Sin saber qué hacer ni a dónde ir se encuentra la madre de las trillizas que luego de cumplirse el tiempo reglamentario de la permanencia de las niñas en el hospital Rosario Pumarejo de López. Es de recordar que Glenys Cenit esposa de un joven arhuaco, dio a luz tres niñas, pero el padre solo reconoce a una de ellas.
La situación tanto para la madre como las pequeñas niñas se ha complicado porque su esposo, luego de dejarla en el centro hospitalario, no ha querido saber más de ellas a pesar de que psicólogos y enfermeras trataron de acercarse a él para explicarle que el milagro de la vida que en ocasiones se triplica, para él desde su mundo ha sido imposible aceptar esta realidad.
Más que la carga económica, para Luis Daniel Torres de 20 años de edad, lo difícil de aceptar en su cosmogonía es que las tres llevan su sangre, necesitan de su apoyo, amor y aceptación. Mientras que su padre trata de entender lo que para la cultura occidental es apenas obvio, las pequeñas Kelly, Keini y Keila junto con su mamá tendrán que salir muy pronto del hospital sin el apoyo del joven padre.
Sobre este caso el director del ICBF en el Cesar, Alberto Esmeral Ariza afirmó que si la madre y el padre son étnicos, habitan en el resguardo indígena y están sometidos a esta autoridad, le corresponde por mandato constitucional resolver esta situación a las autoridades indígenas, sin descartar que el ICBF pueda intervenir a petición de las mismas autoridades indígenas.
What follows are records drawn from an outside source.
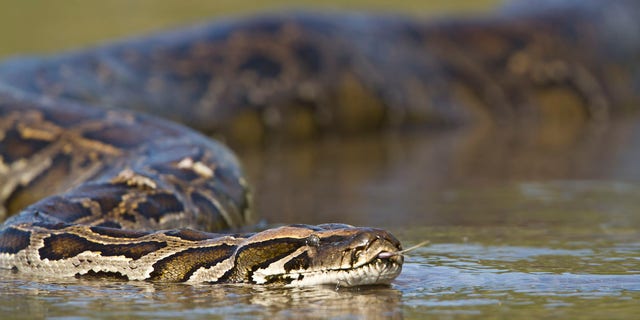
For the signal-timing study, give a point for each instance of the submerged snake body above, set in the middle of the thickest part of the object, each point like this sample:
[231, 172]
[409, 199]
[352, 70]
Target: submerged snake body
[90, 183]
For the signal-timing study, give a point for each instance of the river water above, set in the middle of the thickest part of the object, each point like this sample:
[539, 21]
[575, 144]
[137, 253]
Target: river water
[519, 225]
[542, 223]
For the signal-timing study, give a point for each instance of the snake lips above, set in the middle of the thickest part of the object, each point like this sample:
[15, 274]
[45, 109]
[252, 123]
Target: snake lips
[296, 255]
[326, 254]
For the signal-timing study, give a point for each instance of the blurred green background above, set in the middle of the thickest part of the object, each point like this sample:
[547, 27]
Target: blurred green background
[44, 26]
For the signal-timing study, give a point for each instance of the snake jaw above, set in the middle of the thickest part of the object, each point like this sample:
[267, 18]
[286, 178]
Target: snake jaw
[343, 255]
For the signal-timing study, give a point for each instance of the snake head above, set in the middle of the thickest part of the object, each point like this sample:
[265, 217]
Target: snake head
[334, 254]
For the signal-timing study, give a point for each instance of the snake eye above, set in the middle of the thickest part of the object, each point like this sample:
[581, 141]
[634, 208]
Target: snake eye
[313, 241]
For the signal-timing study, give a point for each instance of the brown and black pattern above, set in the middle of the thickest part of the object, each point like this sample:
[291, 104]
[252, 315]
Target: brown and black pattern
[88, 179]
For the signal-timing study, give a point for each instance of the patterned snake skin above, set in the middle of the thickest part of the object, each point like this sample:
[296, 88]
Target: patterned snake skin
[88, 178]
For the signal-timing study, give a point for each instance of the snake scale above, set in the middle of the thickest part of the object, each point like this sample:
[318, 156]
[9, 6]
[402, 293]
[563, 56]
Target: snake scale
[95, 187]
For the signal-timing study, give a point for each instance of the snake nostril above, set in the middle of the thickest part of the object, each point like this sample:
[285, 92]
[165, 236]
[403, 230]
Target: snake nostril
[313, 241]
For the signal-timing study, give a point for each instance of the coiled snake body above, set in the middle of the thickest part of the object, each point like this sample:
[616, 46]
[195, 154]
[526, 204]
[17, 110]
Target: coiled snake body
[91, 180]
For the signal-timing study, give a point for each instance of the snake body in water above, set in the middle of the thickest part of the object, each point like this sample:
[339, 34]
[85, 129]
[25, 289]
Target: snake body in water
[94, 187]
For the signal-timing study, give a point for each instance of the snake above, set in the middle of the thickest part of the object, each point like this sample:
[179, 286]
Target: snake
[108, 167]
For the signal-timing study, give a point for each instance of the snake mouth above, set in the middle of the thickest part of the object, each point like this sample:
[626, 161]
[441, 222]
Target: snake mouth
[381, 269]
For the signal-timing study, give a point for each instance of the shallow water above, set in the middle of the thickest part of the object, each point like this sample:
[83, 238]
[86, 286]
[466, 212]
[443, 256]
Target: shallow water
[543, 230]
[533, 224]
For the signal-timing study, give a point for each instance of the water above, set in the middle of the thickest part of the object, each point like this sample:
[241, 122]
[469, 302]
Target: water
[546, 229]
[537, 224]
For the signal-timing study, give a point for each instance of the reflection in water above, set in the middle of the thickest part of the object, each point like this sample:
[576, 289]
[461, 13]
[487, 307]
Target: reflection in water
[521, 225]
[404, 179]
[38, 298]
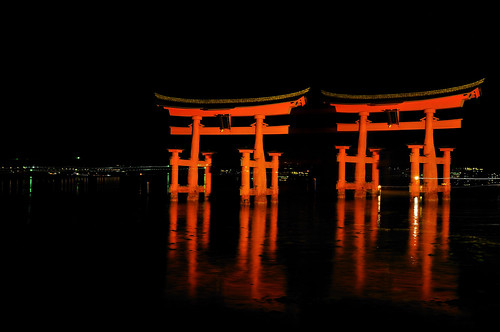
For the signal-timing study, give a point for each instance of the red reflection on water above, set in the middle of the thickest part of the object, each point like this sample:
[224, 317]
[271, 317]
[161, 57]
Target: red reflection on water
[250, 279]
[375, 255]
[369, 262]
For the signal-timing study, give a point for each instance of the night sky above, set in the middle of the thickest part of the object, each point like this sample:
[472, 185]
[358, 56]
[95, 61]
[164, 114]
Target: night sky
[84, 84]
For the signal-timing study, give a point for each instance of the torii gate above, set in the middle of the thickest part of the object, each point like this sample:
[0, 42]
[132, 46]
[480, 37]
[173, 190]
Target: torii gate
[225, 109]
[392, 104]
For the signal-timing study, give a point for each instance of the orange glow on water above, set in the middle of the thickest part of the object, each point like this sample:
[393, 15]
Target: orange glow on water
[368, 259]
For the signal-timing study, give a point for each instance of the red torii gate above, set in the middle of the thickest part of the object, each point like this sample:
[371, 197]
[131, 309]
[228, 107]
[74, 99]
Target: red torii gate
[392, 104]
[258, 108]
Sin embargo, en caso de que la madre no sea étnica puede acudir al ICBF a solicitar la apertura de una historia así como una prueba de ADN y de acuerdo a los resultados el padre estará obligado a registrarlas sin importar su condición indígena.
La niña secuestrada
Luego de soportar los rigores de estar en manos extrañas la pequeña niña de seis meses que fuera secuestrada de las manos de su abuela paterna en inmediaciones del municipio de El Paso, Cesar, también se encuentra a la espera de poder gozar del cariño de sus familiares y de sus padres que hasta el momento han permanecido en la sombra.
La pequeña fue entregada ayer al Centro Zonal del ICBF de Chiriguaná y a partir de allí se iniciará un proceso de verificación de los derechos de la menor y de los restablecimientos de los mismos para determinar la custodia y el cuidado personal de la niña, teniendo en cuenta que los padres tienen 15 y 17 años de edad respectivamente.
En este caso, el director del ICBF dijo que “no me atrevería a adelantar un juicio sobre este aspecto, pero tengo la convicción de que los funcionarios del centro zonal de Chiriguaná, tomarán la mejor decisión que puede ser con la vinculación del padre, la madre y la abuela de la niña, en aras de garantizarle los derechos a la bebé”, dijo el funcionario.